Religions de paix et d’amour?


Dieu est-il paix et amour? Ces deux notions sont-elle de l’ordre du sacré? Ou alors ne seraient-elles que des règles de vie définies et décidées par les hommes? Et donc sujettes à caution comme à interprétation?

PAR JEAN-CLAUDE CREVOISIER

A voir, dans l’histoire du monde, les guerres menées au nom de diverses divinités, la question se pose. La religion définie, selon le dictionnaire, comme “le rapport que l’homme entretient avec l’ordre du divin ou d’une réalité supérieure, se concrétise sous la forme de systèmes de dogmes ou de croyances, de pratiques rituelles et morales”. Des systèmes trop souvent fermés et concurrentiels, parfois contradictoires, exclusifs et même antagonistes.

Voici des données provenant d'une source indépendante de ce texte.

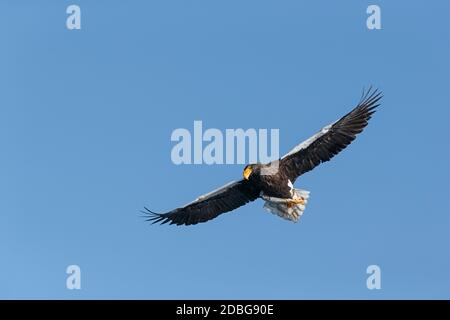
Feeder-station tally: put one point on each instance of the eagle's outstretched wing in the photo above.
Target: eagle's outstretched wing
(208, 206)
(331, 139)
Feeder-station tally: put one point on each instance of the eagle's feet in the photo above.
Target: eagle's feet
(295, 201)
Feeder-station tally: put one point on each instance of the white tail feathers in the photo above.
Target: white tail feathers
(289, 209)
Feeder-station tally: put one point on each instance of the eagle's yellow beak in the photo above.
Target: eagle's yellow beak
(247, 172)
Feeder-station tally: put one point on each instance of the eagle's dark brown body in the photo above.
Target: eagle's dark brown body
(272, 185)
(273, 181)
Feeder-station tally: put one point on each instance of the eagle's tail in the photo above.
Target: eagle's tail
(289, 211)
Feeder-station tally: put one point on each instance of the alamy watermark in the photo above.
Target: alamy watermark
(233, 146)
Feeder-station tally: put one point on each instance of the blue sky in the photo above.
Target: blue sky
(85, 123)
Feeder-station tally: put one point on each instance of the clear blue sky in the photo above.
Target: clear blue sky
(85, 124)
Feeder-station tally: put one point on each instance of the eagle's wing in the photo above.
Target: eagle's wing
(210, 205)
(331, 139)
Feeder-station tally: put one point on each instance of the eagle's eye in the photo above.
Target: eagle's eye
(247, 172)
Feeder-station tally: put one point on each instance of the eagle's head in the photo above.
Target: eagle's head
(251, 170)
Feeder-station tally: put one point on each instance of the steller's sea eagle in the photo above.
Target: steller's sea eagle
(273, 182)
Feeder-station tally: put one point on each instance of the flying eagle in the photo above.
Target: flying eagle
(273, 182)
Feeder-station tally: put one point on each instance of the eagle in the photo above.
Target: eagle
(273, 182)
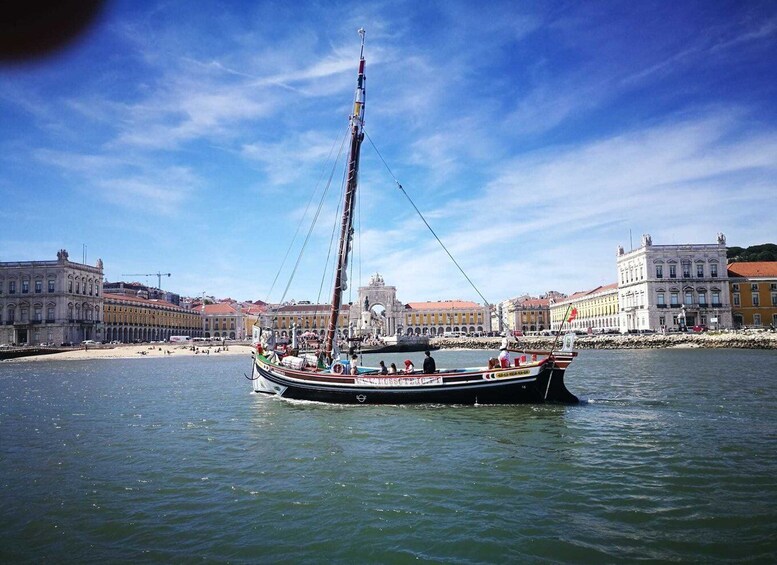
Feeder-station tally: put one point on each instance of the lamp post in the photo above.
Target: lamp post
(203, 313)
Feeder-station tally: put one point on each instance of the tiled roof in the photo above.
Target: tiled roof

Les textes dits sacrés ont, pour la plupart et pour les plus importants, des origines lointaines. Leurs auteurs, qui se réclament quasiment tous d’une inspiration divine, sont cependant le produit d’un temps et d’une civilisation donnés. Et, comme chacun le sait, toute parole même écrite permet plusieurs lectures et de trop nombreuses interprétations. C’est d’ailleurs ces variations qui ont de tout temps favorisé l’émergence de multiples églises au sein d’une même religion. Ces traductions différentes du souffle divin ne seraient jamais dramatiques si les hommes ne s’écharpaient pas, au nom de l’usage que les clercs font de la Parole.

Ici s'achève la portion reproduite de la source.